Sesuai dengan Putusan MK tersebut, perbaikan UU Cipta Kerja paling lambat 25 Nopember 2023.

Jadi, UU Cipta Kerja tetap berlaku. “Putusan MK itu minimal banci. Semua aturan turunan tetap berlaku, lebih ekstrim meksipun lewat 25 Nopember 2023,” kata Bahrul Ilmi Yakup, Senin, 29 Nopember 2021.

“Yang diperintahkan MK perbaikan proses, bukan substansi,” tambah pakar Hukum Tata Negara itu.

“Dengan dinyatakan masih berlakunya UU Cipta Kerja, maka seluruh materi dan substansi UU Cipta Kerja sepenuhnya tetap berlaku tanpa ada satu pasalpun yang dibatalkan atau dinyatakan tidak berlaku oleh MK (Mahkamah Konstitusi),” kata Presiden Jokowi, Senin, 29 Nopember 2021.

Penyelesaian kebun sawit yang sudah ditunjuk di kawasan hutan itu, antara lain dapat merujuk pada Peraturan Pemerintah (PP) No. 24 Tahun 2021, salah satu produk hukum turunan dari UU Cipta Kerja.
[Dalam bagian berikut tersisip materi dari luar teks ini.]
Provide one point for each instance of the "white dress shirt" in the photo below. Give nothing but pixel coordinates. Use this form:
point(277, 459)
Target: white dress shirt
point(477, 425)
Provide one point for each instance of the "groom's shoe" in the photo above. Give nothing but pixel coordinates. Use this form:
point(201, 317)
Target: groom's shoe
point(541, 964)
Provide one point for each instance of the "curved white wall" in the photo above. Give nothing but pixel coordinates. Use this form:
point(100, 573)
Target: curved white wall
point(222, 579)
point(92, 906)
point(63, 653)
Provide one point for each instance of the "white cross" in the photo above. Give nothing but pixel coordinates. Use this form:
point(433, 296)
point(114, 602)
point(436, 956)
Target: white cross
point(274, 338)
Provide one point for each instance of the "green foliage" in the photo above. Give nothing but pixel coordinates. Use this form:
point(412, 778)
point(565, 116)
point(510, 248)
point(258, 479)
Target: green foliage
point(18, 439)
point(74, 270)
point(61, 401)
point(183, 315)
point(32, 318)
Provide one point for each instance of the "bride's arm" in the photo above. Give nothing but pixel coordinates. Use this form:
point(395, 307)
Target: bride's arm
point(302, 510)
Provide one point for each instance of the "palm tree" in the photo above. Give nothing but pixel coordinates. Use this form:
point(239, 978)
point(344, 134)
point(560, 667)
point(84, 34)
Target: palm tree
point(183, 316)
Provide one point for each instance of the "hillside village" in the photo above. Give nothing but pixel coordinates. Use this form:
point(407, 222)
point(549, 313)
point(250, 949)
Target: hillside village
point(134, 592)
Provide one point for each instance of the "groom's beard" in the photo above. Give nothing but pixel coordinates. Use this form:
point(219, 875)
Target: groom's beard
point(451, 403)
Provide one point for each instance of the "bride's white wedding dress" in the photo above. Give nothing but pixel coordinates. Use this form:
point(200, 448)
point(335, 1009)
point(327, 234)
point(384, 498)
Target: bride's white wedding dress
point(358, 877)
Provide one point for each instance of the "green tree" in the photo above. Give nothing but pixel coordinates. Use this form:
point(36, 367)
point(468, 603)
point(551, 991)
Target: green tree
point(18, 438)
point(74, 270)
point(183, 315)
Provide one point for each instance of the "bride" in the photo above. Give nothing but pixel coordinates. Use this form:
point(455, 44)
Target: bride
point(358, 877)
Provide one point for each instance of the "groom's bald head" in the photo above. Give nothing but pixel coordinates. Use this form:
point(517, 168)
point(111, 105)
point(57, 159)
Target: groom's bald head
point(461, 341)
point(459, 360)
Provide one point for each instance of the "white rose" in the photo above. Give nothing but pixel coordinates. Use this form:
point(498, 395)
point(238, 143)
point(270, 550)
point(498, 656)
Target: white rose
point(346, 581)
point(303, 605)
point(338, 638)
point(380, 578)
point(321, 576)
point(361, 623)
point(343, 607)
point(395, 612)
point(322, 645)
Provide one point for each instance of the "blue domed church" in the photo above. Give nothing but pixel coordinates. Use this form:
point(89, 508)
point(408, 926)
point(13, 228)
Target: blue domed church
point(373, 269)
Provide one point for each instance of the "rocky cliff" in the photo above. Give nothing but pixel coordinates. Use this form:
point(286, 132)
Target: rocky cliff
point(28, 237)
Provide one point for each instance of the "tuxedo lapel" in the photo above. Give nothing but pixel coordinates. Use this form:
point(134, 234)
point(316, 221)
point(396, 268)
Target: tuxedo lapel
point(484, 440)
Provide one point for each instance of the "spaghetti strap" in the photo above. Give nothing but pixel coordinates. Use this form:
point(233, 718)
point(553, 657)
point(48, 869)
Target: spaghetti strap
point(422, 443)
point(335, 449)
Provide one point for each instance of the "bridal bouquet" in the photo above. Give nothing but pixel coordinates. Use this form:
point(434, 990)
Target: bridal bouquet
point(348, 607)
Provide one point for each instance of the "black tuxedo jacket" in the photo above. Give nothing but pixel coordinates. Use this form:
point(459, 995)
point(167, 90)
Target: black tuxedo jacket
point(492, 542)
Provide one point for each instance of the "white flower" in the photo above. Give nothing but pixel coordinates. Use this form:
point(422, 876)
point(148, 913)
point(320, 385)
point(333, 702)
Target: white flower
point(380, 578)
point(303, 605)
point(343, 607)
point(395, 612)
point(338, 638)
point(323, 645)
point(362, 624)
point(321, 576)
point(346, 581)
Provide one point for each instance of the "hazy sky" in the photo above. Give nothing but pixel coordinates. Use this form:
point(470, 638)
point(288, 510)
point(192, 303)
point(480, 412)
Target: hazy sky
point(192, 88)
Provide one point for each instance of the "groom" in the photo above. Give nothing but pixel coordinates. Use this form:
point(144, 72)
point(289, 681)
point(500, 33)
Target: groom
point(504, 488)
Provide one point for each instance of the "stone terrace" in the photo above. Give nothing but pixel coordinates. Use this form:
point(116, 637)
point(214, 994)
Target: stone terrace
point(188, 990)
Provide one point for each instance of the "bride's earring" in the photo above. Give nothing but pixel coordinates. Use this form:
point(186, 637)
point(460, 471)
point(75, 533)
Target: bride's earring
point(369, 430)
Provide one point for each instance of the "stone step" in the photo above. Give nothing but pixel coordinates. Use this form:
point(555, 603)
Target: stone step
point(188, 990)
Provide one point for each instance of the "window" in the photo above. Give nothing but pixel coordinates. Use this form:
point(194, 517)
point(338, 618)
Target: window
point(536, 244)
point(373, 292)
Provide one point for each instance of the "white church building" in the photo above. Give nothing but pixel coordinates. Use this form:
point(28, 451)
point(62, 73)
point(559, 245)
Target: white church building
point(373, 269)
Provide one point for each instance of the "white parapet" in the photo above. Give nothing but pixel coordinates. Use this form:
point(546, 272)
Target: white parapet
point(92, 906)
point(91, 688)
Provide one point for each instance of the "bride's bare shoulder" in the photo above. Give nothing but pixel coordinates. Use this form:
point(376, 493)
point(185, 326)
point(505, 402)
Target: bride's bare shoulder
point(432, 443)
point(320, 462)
Jika merujuk PP tersebut, penyelesaian kebun sawit di kawasan hutan paling lambat 2 Februari 2024.

Yaitu sekitar 26 hari sebelum Pemilihan Umum Tahun 2024 (Pemilihan Presiden dan Legislatif).

Selama ini, petani merasa penyelesaian legalitas kebun sawit jalan di tempat. Mereka berharap Presiden Jokowi turun tangan.

“Hanya Presiden (Jokowi) yang bisa menyelesaikan hal ini (kebun sawit di kawasan hutan),” kata Gulat.